We can interpret each MCTS simulation as building a game tree using this search control strategy:

  • $Q(s, a) + U(s, a)$, where $U(s, a) = \text{cpuct} \times P(s, a) \times \frac{\sqrt{N(s, b)}}{1 + N(s, a)}$
  • $\text{cpuct}$ can be seen as a constant determining the level of exploration.
  • Initially, the search control strategy prefers actions with high probability and low visit count, but asymptotically prefers actions with high action value

Once we exit the simulation loop, we greedily pick $a$ for state $s$ using the MCTS policy, which is the probability distribution over all legal actions. The policy is given by:

  • $\pi = \frac{N(s, a)^{\frac{1}{t}}}{\sum_b N(s, b)^{\frac{1}{t}}}$

Notice the policy's likelihood of choosing an action is proportional to its visit count relative to all other actions' visit counts.

Training After Self-Play

After each MCTS simulation, we collect experience data $(s_t, \pi_t, v_t)$ and store it in our experience buffer. The data we store is the state, the MCTS policy at that state, and the true value of that state ($+1$ if the game is won by the same turn as current state $s_t$'s turn, $-1$ otherwise) at time step $t$ (equal to move number in Go).

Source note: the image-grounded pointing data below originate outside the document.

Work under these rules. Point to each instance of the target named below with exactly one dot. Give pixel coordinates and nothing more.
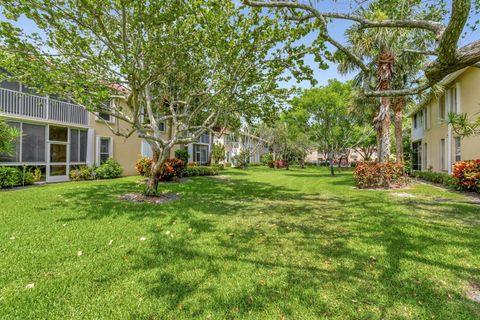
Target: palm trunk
(385, 74)
(398, 108)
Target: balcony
(31, 106)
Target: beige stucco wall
(125, 151)
(469, 84)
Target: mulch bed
(141, 198)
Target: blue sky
(337, 29)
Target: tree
(191, 64)
(218, 153)
(431, 19)
(8, 135)
(382, 51)
(331, 121)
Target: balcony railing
(43, 108)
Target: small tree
(218, 153)
(8, 135)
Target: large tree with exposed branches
(192, 64)
(446, 26)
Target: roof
(444, 82)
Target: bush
(265, 158)
(379, 175)
(241, 159)
(12, 177)
(199, 171)
(173, 168)
(436, 177)
(467, 175)
(37, 175)
(218, 166)
(182, 154)
(75, 175)
(108, 170)
(143, 166)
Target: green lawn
(255, 244)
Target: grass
(255, 244)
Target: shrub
(280, 164)
(241, 159)
(173, 168)
(467, 175)
(379, 175)
(218, 166)
(108, 170)
(12, 177)
(436, 177)
(182, 154)
(87, 173)
(75, 175)
(143, 166)
(37, 175)
(218, 153)
(200, 171)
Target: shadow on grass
(259, 246)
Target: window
(425, 155)
(78, 145)
(425, 119)
(104, 115)
(441, 108)
(58, 134)
(105, 148)
(458, 149)
(443, 158)
(453, 100)
(200, 153)
(14, 156)
(33, 143)
(417, 155)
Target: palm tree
(381, 49)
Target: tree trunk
(384, 74)
(398, 107)
(159, 159)
(332, 170)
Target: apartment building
(236, 142)
(435, 146)
(57, 135)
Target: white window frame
(97, 151)
(111, 118)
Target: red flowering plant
(173, 168)
(143, 166)
(379, 175)
(467, 175)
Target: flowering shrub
(379, 175)
(279, 164)
(467, 175)
(173, 169)
(200, 171)
(143, 166)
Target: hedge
(199, 171)
(379, 175)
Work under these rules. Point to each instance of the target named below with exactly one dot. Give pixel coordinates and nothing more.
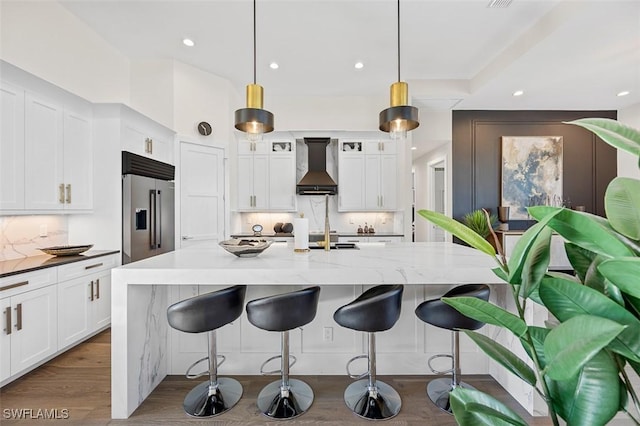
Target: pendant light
(400, 117)
(254, 120)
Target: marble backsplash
(21, 236)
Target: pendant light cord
(254, 41)
(398, 40)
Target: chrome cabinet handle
(19, 317)
(61, 193)
(7, 314)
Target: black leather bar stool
(438, 313)
(207, 313)
(286, 398)
(377, 309)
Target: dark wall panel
(589, 164)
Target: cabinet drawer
(28, 281)
(85, 267)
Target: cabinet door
(388, 182)
(282, 182)
(73, 311)
(11, 147)
(352, 182)
(43, 154)
(35, 335)
(5, 338)
(78, 162)
(102, 301)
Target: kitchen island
(142, 353)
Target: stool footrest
(433, 370)
(268, 373)
(189, 375)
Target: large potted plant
(583, 362)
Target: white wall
(627, 163)
(45, 39)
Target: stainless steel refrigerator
(148, 207)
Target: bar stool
(438, 313)
(207, 313)
(377, 309)
(286, 398)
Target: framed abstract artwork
(531, 173)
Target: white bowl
(245, 247)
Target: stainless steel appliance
(148, 217)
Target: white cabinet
(368, 176)
(266, 176)
(11, 147)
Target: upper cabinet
(367, 173)
(46, 146)
(267, 175)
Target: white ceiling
(459, 54)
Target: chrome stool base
(276, 403)
(438, 392)
(380, 405)
(199, 403)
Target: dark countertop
(33, 263)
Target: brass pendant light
(254, 120)
(400, 117)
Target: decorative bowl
(66, 250)
(245, 247)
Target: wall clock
(204, 128)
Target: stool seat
(439, 314)
(207, 313)
(377, 309)
(286, 398)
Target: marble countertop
(33, 263)
(373, 263)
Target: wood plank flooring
(80, 381)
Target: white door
(11, 147)
(201, 194)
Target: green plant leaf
(570, 345)
(520, 251)
(536, 263)
(566, 299)
(612, 132)
(487, 312)
(579, 258)
(624, 273)
(591, 397)
(503, 356)
(580, 229)
(622, 204)
(472, 407)
(459, 230)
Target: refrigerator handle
(152, 218)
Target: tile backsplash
(21, 236)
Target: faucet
(327, 237)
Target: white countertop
(373, 263)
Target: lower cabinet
(29, 329)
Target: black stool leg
(286, 398)
(371, 398)
(215, 396)
(438, 390)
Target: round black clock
(204, 128)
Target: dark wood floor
(80, 382)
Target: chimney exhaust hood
(317, 181)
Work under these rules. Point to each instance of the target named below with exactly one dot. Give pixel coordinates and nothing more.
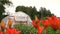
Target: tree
(2, 8)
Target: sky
(52, 5)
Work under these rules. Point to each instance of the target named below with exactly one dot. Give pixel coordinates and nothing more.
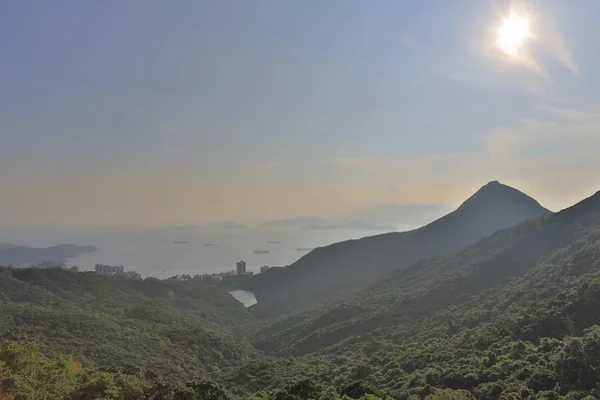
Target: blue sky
(148, 111)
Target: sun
(512, 33)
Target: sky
(158, 112)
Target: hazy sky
(153, 111)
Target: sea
(152, 251)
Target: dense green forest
(515, 315)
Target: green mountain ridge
(343, 268)
(510, 316)
(513, 315)
(181, 329)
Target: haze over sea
(151, 251)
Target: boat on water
(305, 248)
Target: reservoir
(245, 297)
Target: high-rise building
(241, 267)
(106, 270)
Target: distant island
(19, 255)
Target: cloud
(558, 48)
(567, 113)
(409, 40)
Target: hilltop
(181, 329)
(343, 268)
(511, 316)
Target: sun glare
(511, 34)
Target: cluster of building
(55, 264)
(240, 274)
(116, 270)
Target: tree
(29, 374)
(202, 390)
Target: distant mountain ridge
(343, 268)
(16, 255)
(547, 255)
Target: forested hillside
(179, 328)
(343, 268)
(512, 316)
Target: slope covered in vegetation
(179, 328)
(512, 316)
(343, 268)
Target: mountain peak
(495, 194)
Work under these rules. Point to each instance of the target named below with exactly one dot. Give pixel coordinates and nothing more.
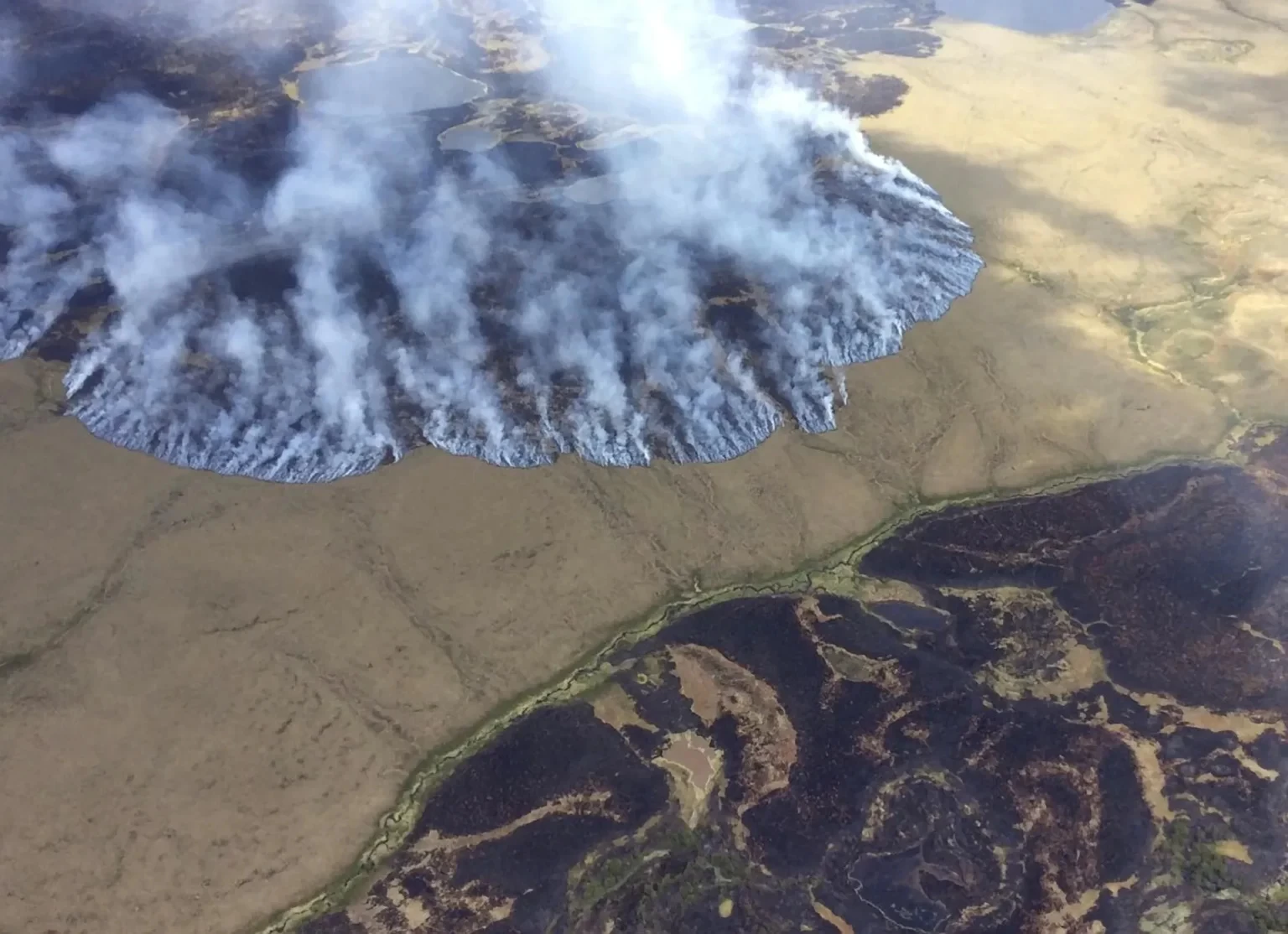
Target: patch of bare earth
(211, 688)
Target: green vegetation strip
(834, 573)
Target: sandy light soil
(211, 688)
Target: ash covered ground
(298, 242)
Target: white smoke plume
(446, 307)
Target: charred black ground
(1054, 713)
(262, 100)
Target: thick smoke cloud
(449, 307)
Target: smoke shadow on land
(1006, 184)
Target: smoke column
(716, 283)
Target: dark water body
(387, 86)
(1030, 16)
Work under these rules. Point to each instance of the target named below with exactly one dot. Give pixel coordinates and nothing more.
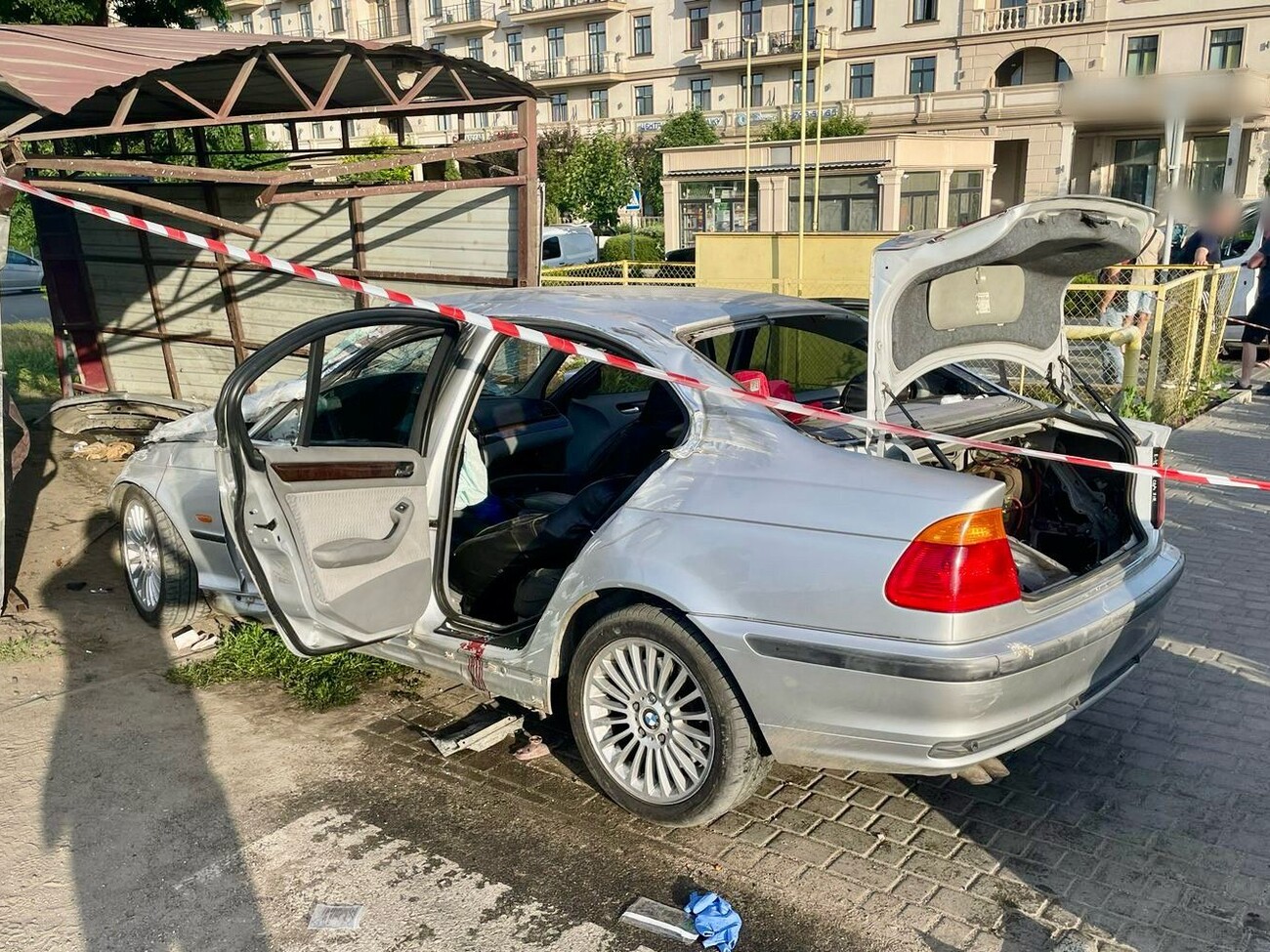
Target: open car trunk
(1063, 520)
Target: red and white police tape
(570, 347)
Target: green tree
(96, 13)
(597, 179)
(830, 127)
(687, 128)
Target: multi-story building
(1001, 68)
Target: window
(921, 74)
(862, 80)
(1226, 49)
(798, 87)
(1207, 164)
(965, 197)
(756, 92)
(1141, 56)
(559, 106)
(600, 104)
(919, 201)
(847, 203)
(516, 360)
(643, 101)
(698, 25)
(926, 11)
(699, 93)
(644, 34)
(811, 20)
(1133, 176)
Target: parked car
(701, 585)
(568, 244)
(21, 273)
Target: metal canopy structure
(98, 112)
(68, 81)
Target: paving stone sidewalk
(1142, 824)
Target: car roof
(652, 315)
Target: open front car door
(324, 487)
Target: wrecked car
(702, 587)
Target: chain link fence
(1164, 369)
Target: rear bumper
(860, 702)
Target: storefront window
(1207, 165)
(1133, 177)
(965, 197)
(919, 201)
(847, 203)
(715, 206)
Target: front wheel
(161, 578)
(658, 724)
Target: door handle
(344, 554)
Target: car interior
(564, 445)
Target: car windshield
(821, 359)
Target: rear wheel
(161, 578)
(658, 724)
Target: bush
(618, 249)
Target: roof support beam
(404, 188)
(236, 89)
(94, 189)
(189, 98)
(331, 81)
(290, 80)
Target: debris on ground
(103, 452)
(715, 921)
(532, 750)
(481, 730)
(335, 917)
(190, 639)
(660, 919)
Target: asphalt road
(23, 306)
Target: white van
(568, 244)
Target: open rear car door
(325, 496)
(992, 290)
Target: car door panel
(335, 529)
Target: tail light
(960, 563)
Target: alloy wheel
(649, 722)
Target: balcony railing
(568, 66)
(1041, 16)
(384, 28)
(468, 12)
(544, 5)
(765, 45)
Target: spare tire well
(605, 601)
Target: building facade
(1001, 68)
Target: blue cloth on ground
(714, 919)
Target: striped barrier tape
(589, 353)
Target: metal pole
(749, 115)
(820, 125)
(801, 164)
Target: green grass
(252, 652)
(29, 359)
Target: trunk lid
(992, 290)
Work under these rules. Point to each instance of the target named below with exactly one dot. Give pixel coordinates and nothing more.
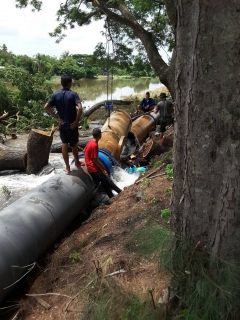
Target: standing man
(165, 108)
(95, 166)
(147, 104)
(69, 111)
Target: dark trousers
(107, 183)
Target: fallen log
(57, 147)
(12, 158)
(38, 149)
(98, 105)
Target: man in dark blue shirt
(147, 104)
(69, 111)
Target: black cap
(162, 95)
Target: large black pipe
(29, 226)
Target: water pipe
(29, 226)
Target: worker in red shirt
(95, 166)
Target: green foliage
(145, 183)
(154, 200)
(207, 286)
(150, 15)
(74, 256)
(169, 171)
(166, 214)
(168, 190)
(110, 301)
(84, 123)
(5, 190)
(151, 239)
(28, 95)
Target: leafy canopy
(123, 21)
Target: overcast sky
(26, 32)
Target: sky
(26, 32)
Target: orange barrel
(143, 125)
(114, 133)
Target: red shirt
(91, 152)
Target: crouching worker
(95, 166)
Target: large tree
(136, 24)
(205, 80)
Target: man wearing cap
(147, 104)
(165, 108)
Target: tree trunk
(38, 149)
(206, 193)
(98, 105)
(57, 147)
(12, 158)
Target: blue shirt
(65, 101)
(150, 102)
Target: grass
(109, 301)
(147, 241)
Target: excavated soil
(100, 246)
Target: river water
(13, 185)
(92, 91)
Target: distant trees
(79, 65)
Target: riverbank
(107, 268)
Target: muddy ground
(70, 281)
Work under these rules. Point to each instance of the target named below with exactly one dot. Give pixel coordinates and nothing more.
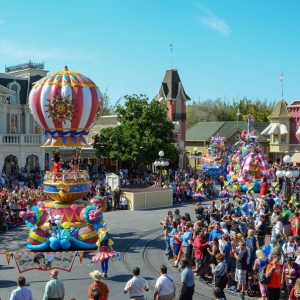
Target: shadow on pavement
(7, 283)
(124, 278)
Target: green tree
(143, 131)
(107, 108)
(219, 110)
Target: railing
(179, 117)
(29, 65)
(22, 139)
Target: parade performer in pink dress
(105, 250)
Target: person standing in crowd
(102, 287)
(136, 286)
(241, 267)
(216, 233)
(165, 287)
(54, 289)
(187, 282)
(186, 238)
(273, 271)
(261, 228)
(259, 263)
(21, 292)
(291, 272)
(219, 272)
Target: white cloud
(20, 51)
(212, 21)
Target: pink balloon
(74, 206)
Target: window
(14, 97)
(14, 124)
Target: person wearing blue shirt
(245, 208)
(216, 233)
(226, 248)
(186, 291)
(186, 246)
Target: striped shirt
(21, 293)
(54, 289)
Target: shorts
(240, 276)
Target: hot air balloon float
(248, 165)
(65, 105)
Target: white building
(20, 138)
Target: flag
(281, 77)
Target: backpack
(262, 276)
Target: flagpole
(282, 85)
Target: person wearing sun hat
(102, 287)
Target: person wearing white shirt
(277, 227)
(251, 206)
(22, 292)
(165, 287)
(136, 285)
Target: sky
(226, 49)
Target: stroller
(253, 287)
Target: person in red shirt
(273, 271)
(295, 292)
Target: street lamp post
(196, 155)
(161, 162)
(287, 171)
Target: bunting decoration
(44, 261)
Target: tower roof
(280, 110)
(171, 86)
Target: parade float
(249, 165)
(65, 105)
(217, 158)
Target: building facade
(172, 93)
(20, 137)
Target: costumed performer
(57, 165)
(105, 249)
(263, 187)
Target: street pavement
(138, 233)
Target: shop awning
(283, 129)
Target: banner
(44, 261)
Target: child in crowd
(123, 201)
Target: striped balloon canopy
(65, 104)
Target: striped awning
(68, 141)
(276, 128)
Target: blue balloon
(54, 243)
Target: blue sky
(227, 49)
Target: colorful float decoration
(65, 105)
(216, 159)
(249, 162)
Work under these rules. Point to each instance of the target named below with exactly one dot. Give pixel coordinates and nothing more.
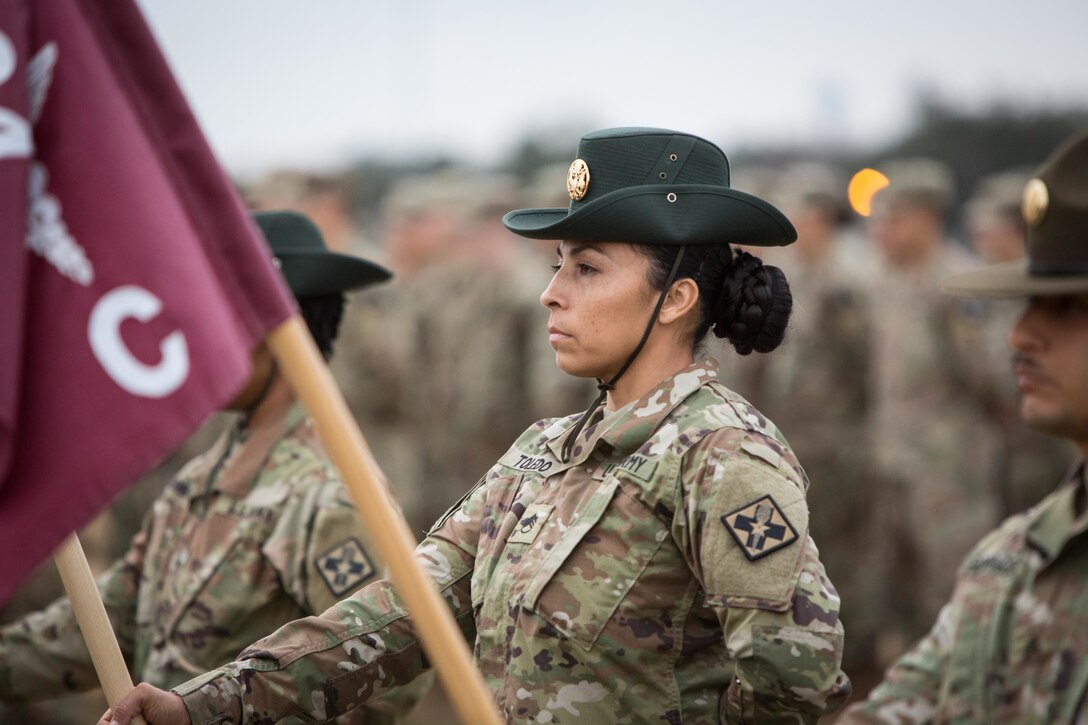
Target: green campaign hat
(653, 186)
(307, 263)
(1055, 212)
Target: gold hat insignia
(1035, 203)
(578, 180)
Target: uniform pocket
(593, 566)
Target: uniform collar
(251, 450)
(631, 426)
(1060, 517)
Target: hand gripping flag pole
(94, 623)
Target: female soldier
(645, 561)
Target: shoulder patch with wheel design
(759, 528)
(345, 566)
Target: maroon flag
(133, 284)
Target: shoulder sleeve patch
(755, 531)
(345, 567)
(759, 528)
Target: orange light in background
(863, 187)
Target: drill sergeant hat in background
(308, 266)
(1055, 211)
(653, 186)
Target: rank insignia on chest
(530, 525)
(345, 566)
(759, 528)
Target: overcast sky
(314, 84)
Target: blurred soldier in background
(816, 388)
(934, 437)
(442, 368)
(257, 531)
(1012, 643)
(1027, 461)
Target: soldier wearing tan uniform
(1011, 646)
(934, 438)
(647, 560)
(255, 532)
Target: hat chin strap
(568, 445)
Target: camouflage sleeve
(320, 548)
(322, 666)
(745, 528)
(323, 553)
(911, 687)
(44, 654)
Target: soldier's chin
(572, 368)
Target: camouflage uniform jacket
(1012, 643)
(664, 574)
(255, 532)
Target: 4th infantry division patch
(759, 528)
(345, 566)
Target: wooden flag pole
(94, 623)
(304, 368)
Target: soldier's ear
(682, 298)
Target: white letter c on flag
(103, 330)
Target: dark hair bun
(754, 305)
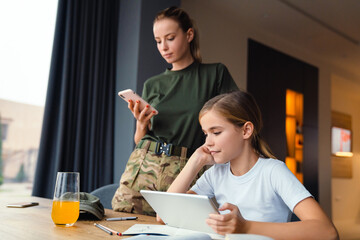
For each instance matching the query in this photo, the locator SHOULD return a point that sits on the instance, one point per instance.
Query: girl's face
(224, 140)
(172, 42)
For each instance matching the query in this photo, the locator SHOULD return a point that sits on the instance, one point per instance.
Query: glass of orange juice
(66, 202)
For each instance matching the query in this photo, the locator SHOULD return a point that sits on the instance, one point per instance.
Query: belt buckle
(163, 148)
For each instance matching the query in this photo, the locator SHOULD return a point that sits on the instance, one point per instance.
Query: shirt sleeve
(226, 82)
(287, 186)
(203, 185)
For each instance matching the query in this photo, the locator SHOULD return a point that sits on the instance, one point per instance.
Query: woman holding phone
(166, 140)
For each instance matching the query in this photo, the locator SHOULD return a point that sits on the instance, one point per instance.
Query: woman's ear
(248, 130)
(190, 35)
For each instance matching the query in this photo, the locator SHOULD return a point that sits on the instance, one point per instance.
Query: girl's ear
(190, 34)
(248, 130)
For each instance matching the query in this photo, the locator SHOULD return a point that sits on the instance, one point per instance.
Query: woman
(256, 192)
(166, 140)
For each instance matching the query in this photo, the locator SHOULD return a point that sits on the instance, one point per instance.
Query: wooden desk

We then sample training data uniformly from this experience buffer for training. Value/Policy network is updated to match its predictions $P, v = f(s_t)$ with $\pi_t$ and $v_t$ from the experience buffer. Recall $\pi_t$ is policy the MCTS simulation learns using the $P$ and $v$ estimates of network $f$ itself. So we are doing bootstrapping, using estimated value to build some simulation policy, updating the network to produce improved $v'$ estimates closer to true $v_t$, then using this $v'$ in future MCTS search control strategies to select stronger moves which build a stronger simulation policy. At the same time, we are projecting the MCTS policy into the neural network function space, such that it will learn to mimic the stronger policy learned through self-play.

Installation

git clone https://github.com/pythonlearner1025/MiniZero.git
cd MiniZero
pip install -r requirements.txt
python main.py

Saving the weights and playing against a human player is yet unimplemented. The main.py file only trains the AlphaZero agent on a 5x5 board for now.